Web Workers in Swift Wasm via DA

Geordie_J · September 27, 2022, 9:27pm

I have been interested in DA since it was announced, and today I thought of a potential use-case that I'd like to run by the community to see if it makes sense or if there's a better (easier / cleaner) way of doing it.

Today we launched a project that uses Swift Wasm to build parts of our mobile app for use in our web app in order to share code and improve performance there. We were able to use 100% of our mobile app's business logic for the most essential part of our app: the song "Player", where you learn how to play songs on piano. The project was a lot of fun for our team, and a huge success for us goals-wise, so we'd like to continue to improve what we've made there.

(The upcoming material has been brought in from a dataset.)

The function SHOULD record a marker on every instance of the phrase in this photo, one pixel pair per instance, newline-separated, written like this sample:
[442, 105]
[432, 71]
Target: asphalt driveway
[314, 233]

What I'd like to do next is move our (Swift) audio processing code off the main thread and into a Web Worker / Audio Worklet. There are many ways we might do that "by hand", but it seems to me like it could be a great use-case for DA.

From what I understand we could instantiate another instance of our Wasm binary in a web worker and serialize calls (i.e. messages) to and from the worker via a DistributedActorSystem. I think we'd have to do this because a worker cannot share memory with the JS main thread. Since distributed actors – kind of by definition – don't share memory space with each other, and pass messages that are serialized and deserialized at a defined boundary, it seems like the abstraction would fit quite well.

For our use case it'd probably be enough to call methods on the distributed actor (worker) and have it "return" a single value for each call. i.e. for our use case there can be a 1:1 relationship between calls to the actor and calls back from it. So that should be easy enough to implement.

That said, it'd be interesting to know if there are standard ways for "child" workers to call back to the "parent" process with DA (for later / other, more general, use cases). Is this just a case of creating another DA on the "parent" and calling it directly from the child? Or are there other, better, ways?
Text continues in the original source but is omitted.